Just for Preteens

Making a MarkR5

Barbara Canale

Pain is inevitable. Suffering is optional.

—M. Kathleen Casey

I was consumed with happy thoughts about my sister Theresa and her upcoming wedding. It was only three months away. She asked me to be her maid of honor and I was thrilled. She chose a soft lavender gown with a white organza overlay for me to wear. I looked lovely in it. When I tried it on, my long brown hair cascaded over the shoulders and hid the pretty ruffled neckline.

"Hold your hair up," Theresa said. "Pretend you are wearing your hair in an up-do." She twisted my hair into a braid and held it high. "You look like a princess."

Our mom walked in the bedroom and saw us. "You look stunning," she said. She stood there for a moment taking it all in. Then, her smile faded and a look of concern washed over her face. "What is that on your neck?"

I looked in the mirror that hung over Theresa's dresser. "I don't see anything. What are you talking about?" I kinked my head to one side, then the other.

"This," she clamored, pointing to a huge, round lump in the front of my neck at the base of my throat. "What is this right here?"

I ran my fingers over it. "I never noticed that," I said. "It doesn't hurt." I swallowed hard and watched to see if it moved.

Mom walked straight to the kitchen, picked up the phone that hung on the wall, and dialed the doctor's number. I stood beside her listening to everything she said. I knew whatever I had was not normal. I wondered if I needed surgery. My mind ran wild with thoughts of not being able to stand up for my sister's wedding and I began to cry. Theresa hugged me tightly and reassured me that it would all be fine. But I was worried sick that nothing about my throat would be fine.

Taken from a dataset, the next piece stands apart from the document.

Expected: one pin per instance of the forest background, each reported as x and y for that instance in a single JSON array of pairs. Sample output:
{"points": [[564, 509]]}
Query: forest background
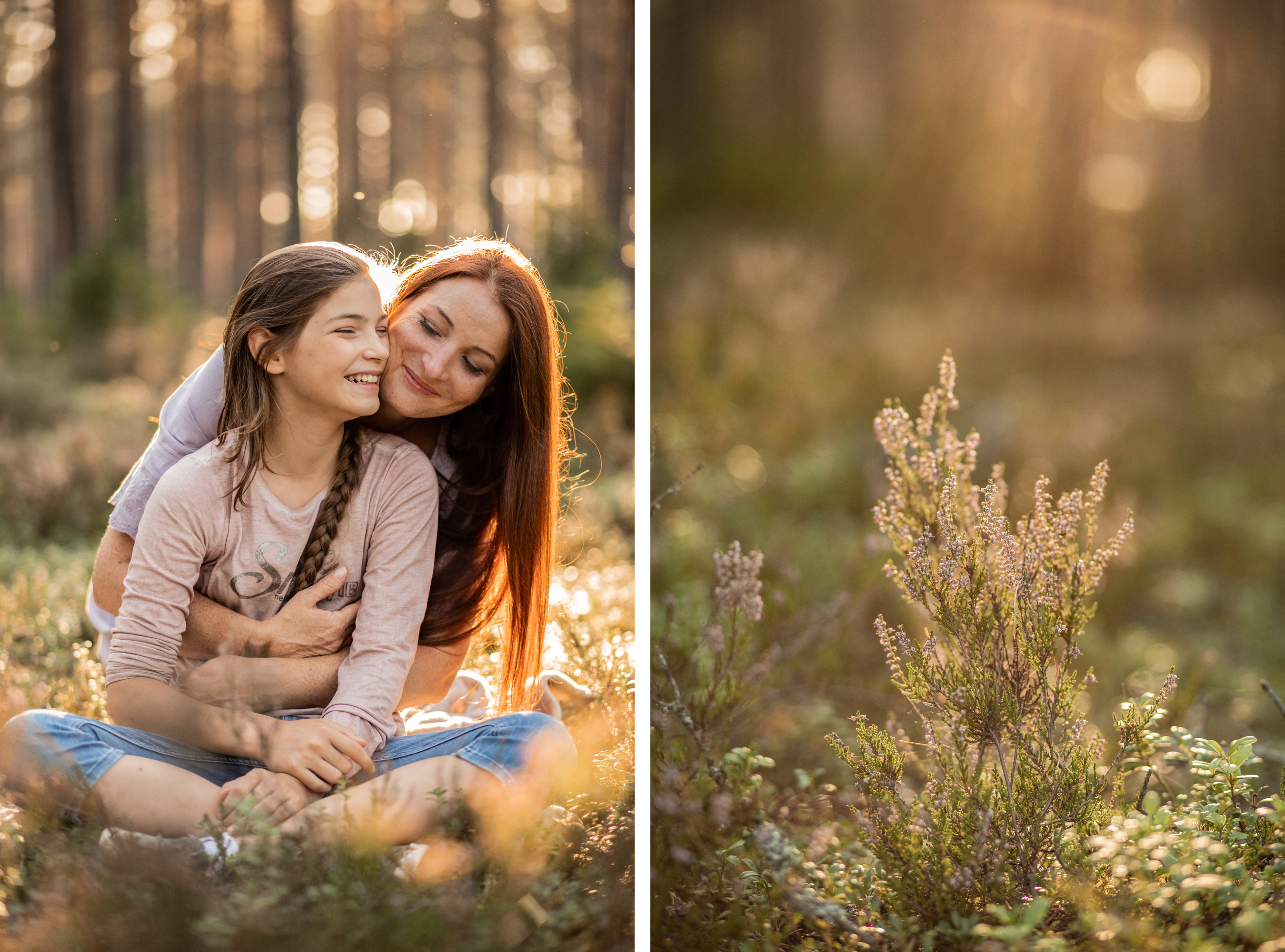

That summer was filled with doctor's appointments, blood tests and ultrasounds. I had X-rays and nuclear medicine scans. I was poked and prodded. In the end, the doctor announced that I needed an operation to remove that lump. I could only think about being a bridesmaid in August and that beautiful lavender gown that I wanted to wear so much. How good would I look at Theresa's ceremony with an enormous Frankenstein-like scar across my throat? I envisioned the worst and was angry that something so terrible was happening to me.

I was only twelve and about to start high school. I couldn't go to class with a scar across my throat. What would my classmates think if they saw something so gross and disfiguring? I knew I couldn't wear turtlenecks because the weather would still be too warm. How could I hide a hideous scar? I imagined no one would want to be my friend and I couldn't bear it. I sobbed hysterically every time I thought about it and my parents were concerned.

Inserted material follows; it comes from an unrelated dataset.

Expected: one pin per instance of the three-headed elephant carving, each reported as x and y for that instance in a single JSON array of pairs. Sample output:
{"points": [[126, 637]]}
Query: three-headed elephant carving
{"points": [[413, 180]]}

The doctor gave me a choice. I could postpone the operation until August and be a bridesmaid without a scar, but that meant I would have to walk down the halls of my high school with a fresh surgical wound on my neck. Having the surgery immediately meant I would have a nasty red scar in all of Theresa's wedding photographs. But, I would be able to start high school with a wound that had time to heal.

After struggling with the dilemma, we reached a tolerable compromise. I would have surgery the day after Theresa's wedding. The doctor reassured me that there was enough recuperation time before school began in September and it wouldn't be as bad as I thought.

Every morning that summer when I woke up I would run my fingers over that lump to see if it was still there. I examined it in the mirror to see if it had shrunk during the night. But it never changed. Theresa kept me occupied with bridal showers and other wedding plans. There was so much to do and it was a lot of fun pulling it all together. When the big day finally arrived, I looked and felt like a princess and never thought about the lump.

The surgery and recovery period was very traumatic for me, probably because I was so young. I remember feeling afraid going to school with a big white bandage across my throat, but no one seemed to care. I made friends and adjusted. I was so worried about a silly scar when I should have been concerned about having cancer or losing my voice. That experience made me decide to devote my life to working as an X-ray technician.

I did become an X-ray tech, and I enjoyed looking at films, awed by the way I could see the inside of the body. Some of the most difficult images to interpret were nuclear medicine scans. They looked like a galaxy of stars in outer space. The equipment used to obtain the images looked like it was rolled off the Starship Enterprise.

But I still remember how scared I felt when I was twelve and that equipment was wheeled over me to obtain images of the lump in my neck. I tried to become a compassionate technologist who cares more for the individual on the table than the film that needs to be taken. The tumor in my neck taught me that.

In the end, I beat cancer and have only a tiny mark on my neck to show for it. I laugh when I recall how I fretted over a scar. I have vowed never to let a mark on my body control or interfere with my life. I have promised to instead care more about the mark I leave on society, because that is the most important thing.